Although the US lays no claim to the South China Sea, the Trump administration has recently imposed sanctions on Chinese officials responsible for Beijing’s military buildup in the area. It includes airfields and radar and missile stations on islands constructed atop coral reefs, raising fears China may interfere with freedom of navigation in international waters.
“I think keep going, don’t just speak up but act,” Pompeo told top diplomats from the 10-nation bloc, without elaborating. A State Department spokeswoman said he pressed for a peaceful resolution of the disputes.
“Don’t let the Chinese Communist Party walk over us and our people. You should have confidence and the American will be here in friendship to help you,” he said.
China does not respect democratic values and principles of sovereignty, quality and territorial integrity enshrined in the ASEAN charter, Pompeo said. He cited the U.S. blacklisting of Chinese companies for their roles in constructing islands in the disputed waters that infringe on other states’ claims.
The US has deployed warships and fighter jets for what it calls freedom of navigation and overflight patrols.
There was no immediate comment from China or its foreign minister, Wang Yi, who was participating in the ASEAN meetings and separately met the group’s ministers Wednesday. China has insisted it has right to safeguard its national interests and accuses Washington of interfering in regional affairs.

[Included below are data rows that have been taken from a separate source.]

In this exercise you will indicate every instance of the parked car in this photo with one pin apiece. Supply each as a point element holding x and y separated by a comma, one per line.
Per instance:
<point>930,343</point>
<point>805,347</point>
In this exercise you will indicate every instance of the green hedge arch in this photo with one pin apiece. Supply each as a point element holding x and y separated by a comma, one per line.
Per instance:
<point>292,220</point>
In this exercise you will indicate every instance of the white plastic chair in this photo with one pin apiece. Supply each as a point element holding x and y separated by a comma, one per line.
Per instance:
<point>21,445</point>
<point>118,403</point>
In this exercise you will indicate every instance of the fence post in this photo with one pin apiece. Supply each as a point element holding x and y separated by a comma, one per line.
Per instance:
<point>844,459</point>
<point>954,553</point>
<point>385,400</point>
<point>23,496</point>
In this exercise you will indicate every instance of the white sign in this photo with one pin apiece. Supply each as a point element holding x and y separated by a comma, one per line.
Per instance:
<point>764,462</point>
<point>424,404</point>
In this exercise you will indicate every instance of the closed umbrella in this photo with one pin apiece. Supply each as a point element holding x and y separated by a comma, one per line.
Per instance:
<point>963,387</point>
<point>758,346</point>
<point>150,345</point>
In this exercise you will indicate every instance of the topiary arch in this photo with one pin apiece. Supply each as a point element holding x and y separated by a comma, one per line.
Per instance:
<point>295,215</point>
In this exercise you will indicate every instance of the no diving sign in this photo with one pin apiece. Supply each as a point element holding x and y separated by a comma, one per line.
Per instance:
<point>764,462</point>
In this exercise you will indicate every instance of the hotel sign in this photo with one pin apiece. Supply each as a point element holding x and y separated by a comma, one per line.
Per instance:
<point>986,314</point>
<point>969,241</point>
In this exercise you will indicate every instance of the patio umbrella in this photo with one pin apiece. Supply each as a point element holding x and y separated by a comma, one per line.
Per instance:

Vietnamese Foreign Minister Pham Binh Minh, whose country is hosting ASEAN meetings this year, warmed up to Pompeo’s remarks, saying “the ASEAN-U.S. relationship has brought about mutual benefit to both sides.” “The U.S. role and contribution to maintaining peace, stability and security in the region are encouraged,” he said.
ASEAN, founded in 1967, has struggled to stay away from the escalating rivalry between Washington and Beijing. It has often asserted its “centrality” and regional leadership although some critics dismiss the group as a talk shop that is often vulnerable to the sway of world powers.
Depending on how ASEAN deals with issues, “they can either result in disaster or a new dawn of peace and stability for our region,” Malaysian Foreign Minister Hishammuddin Hussein told colleagues on Tuesday.